Wednesday, July 13, 2011

Televison - Marquee Moon

Marquee Moon (1977) *****

Let's face it, you buy this album for three songs.  First there's the garage-rock raver, "See No Evil," that kicks off the album like an updated "Satisfaction":  chunky but snakey guitar sound, that is, certainly not attitude - Verlaine's virtually sexless pseudo-nihilism is a million miles removed from Jagger's sleazily wheedling frustrated horniness.  The whole album is quite sexless, which is one differentation that makes this post-punk (the most sexless white rock music this side of prog-rock) not traditional '70s classic rock; and generally not very danceable, which differentiates this from their NYC CBGB peers Ramones/Blondie/Talking Heads and stamps the album as post-punk not New Wave.  It does sit them comfortably next to boho fellow traveler Patti Smith, whose music was as well non-dancey and non-sexy/ist; both she and Verlaine come across as leftover hippies who'd missed the Summer of Love a beatnik too late.  Oh, Verlaine "understands" punk's "destructive urges," but he views the Spirit of '77 from a cooly detached remove.  The second track, "Venus," is pure pop to "See No Evil"'s straight-up rock, and reveals the beatnik romantic in Verlaine's soul:  it's nothing more or less than a paen to the Big Crapple seen from the smitten eyes of a Maryland small-townie as he lifts his gaze to skyscrapers on Broadway.  It's as steely, majestic, and gorgeous as its subject, and the second best song on the album.  That honor goes to the lengthy title track, a stunning tour de force that isn't so much of a tune (though there is indeed a small pop song hidden inside the kernel) as a platform for Verlaine and Lloyd's expressive guitar soloing.  Like I said before in other reviews, I'm no guitar mechanic and I won't pretend to waste time blathering about things I know nothing about.  All I know is that a ten-minute prog-rock track full of extended guitar solos has me hanging on every transcendent chord, and I'm usually averse to those sort of indulgences.

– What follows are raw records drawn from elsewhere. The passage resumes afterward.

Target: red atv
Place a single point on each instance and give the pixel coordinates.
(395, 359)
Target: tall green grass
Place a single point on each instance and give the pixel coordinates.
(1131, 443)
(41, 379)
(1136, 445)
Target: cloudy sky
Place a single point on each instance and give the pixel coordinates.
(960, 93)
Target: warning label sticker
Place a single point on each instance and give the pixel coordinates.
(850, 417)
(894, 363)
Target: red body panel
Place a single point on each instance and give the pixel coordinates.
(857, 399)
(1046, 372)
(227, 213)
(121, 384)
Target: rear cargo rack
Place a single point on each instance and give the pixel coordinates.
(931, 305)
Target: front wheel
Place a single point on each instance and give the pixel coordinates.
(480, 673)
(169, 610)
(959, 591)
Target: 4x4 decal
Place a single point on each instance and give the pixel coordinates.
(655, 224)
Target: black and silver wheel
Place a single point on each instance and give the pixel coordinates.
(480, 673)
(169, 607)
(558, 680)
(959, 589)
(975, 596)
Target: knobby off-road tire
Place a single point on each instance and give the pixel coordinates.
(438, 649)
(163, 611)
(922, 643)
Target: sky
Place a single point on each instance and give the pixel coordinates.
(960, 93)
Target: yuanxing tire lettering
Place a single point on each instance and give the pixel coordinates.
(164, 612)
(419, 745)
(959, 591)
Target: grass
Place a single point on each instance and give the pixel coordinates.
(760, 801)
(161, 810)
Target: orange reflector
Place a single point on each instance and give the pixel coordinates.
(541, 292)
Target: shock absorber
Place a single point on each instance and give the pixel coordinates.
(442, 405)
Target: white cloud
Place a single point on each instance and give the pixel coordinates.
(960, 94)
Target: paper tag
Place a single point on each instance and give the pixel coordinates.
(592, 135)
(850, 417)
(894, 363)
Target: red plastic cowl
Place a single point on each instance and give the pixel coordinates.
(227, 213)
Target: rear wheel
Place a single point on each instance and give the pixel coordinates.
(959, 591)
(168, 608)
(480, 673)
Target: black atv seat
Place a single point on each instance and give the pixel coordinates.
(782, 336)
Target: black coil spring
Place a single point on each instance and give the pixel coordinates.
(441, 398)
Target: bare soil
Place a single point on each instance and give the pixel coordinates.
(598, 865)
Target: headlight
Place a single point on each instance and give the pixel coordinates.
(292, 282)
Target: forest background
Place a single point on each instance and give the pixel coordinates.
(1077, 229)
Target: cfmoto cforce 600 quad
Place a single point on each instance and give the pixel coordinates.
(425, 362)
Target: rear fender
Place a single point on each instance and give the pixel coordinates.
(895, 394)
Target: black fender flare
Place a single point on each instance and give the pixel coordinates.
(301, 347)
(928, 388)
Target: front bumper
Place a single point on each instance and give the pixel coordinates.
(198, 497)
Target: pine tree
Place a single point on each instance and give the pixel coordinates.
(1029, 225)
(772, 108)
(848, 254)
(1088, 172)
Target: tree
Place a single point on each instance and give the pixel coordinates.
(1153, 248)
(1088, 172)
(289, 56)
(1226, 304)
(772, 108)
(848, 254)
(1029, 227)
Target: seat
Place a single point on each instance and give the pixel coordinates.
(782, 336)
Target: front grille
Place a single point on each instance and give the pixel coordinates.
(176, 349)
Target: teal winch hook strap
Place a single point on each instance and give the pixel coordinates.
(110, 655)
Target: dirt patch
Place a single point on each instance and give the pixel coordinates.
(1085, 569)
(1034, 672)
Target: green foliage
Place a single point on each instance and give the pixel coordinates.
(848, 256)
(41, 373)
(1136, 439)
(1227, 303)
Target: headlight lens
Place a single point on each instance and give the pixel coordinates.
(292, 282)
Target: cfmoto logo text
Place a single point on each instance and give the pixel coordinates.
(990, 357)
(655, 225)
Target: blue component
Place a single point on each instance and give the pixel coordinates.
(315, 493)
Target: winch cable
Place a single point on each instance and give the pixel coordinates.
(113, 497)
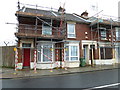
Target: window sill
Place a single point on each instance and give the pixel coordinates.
(71, 37)
(73, 61)
(44, 62)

Note that I haven't so far even bothered with an intro to the band or a brief summary of their sound or anything else of the sort.  That's because I'm assuming that any of the small handful of readers stumbling across this blog are already familiar.  A rock crit list of Greatest Albums of All Time without an entry for Marquee Moon would feel hollow and incomplete.  It's a byline in the Rock Critic Manual that we must include it.  As a music geek (and only music geeks read obscure blogs like this) you've heard of this album a hundred times, and have likely heard it a similar amount of times.  The only reason I'm bothering to re-review this is that I need to get this out of the way before I can review Television's followup albums, which are much, much, much less celebrated and so I am presuming some of you may not have heard.

Oh, and yes, I add as almost an afterthought, as you can see from my five-star rating, this album does live up to its hype.  It may not be the greatest album of all time, but it is one of the greatest albums of all time.   It always makes every rock critic best-of list because it's a consensus album.  While I can hardly imagine any rock fan personally totemizing Marquee Moon as his or her most cherished LP of the ages (Verlaine's music is too cool and detached to really reach or speak for anybody's heart and soul, you know), I likewise can't imagine any serious rock fan not enjoying or cherishing this album.  It appeals to all while offending none.  It has a raw, spare sound to appeal to punks and keepers of the garage-rock flame.  It has complex guitar interplay and lengthy epics to appeal to prog-heads and feasters of guitar wankery.  It has shiny crooked hooks and bright little melodies to keep popsters happy.  It's sufficiently angular, barbed, and aconventional to allow cerebral post-punks to stroke their chins along to.  And while in general things that appeal as all things to all people are as a rule of thumb a recipe for bland mush, this album is anything but boring.

I might as well close this review by trawling through the other five tracks, which I'm sure you're dying to hear my thoughts upon.  Of the non-canonical greats that occupy the rest of the space, only "Prove It," I can bring myself to dislike - it's mildly annoying and the lone "prove it!" hook isn't that clever.  "Friction," choogles along in a similar CCR-jam mode, but it rubs me this side of the right way.  "Elevation," boasts a mildly sinister minor-chord entry hook and a nice tension-building chorus.  "Guiding Light," possesses the album's most straightforwardly pretty melody, but it could sorely do with a little tension - as is, it's all merely prettiness, which of course isn't "merely".  "Torn Curtain," closes the album on a moody, almost dark-jazzy note; the guitar crescendo hook immediately after the shouted, angstily anguished choruses is to die for.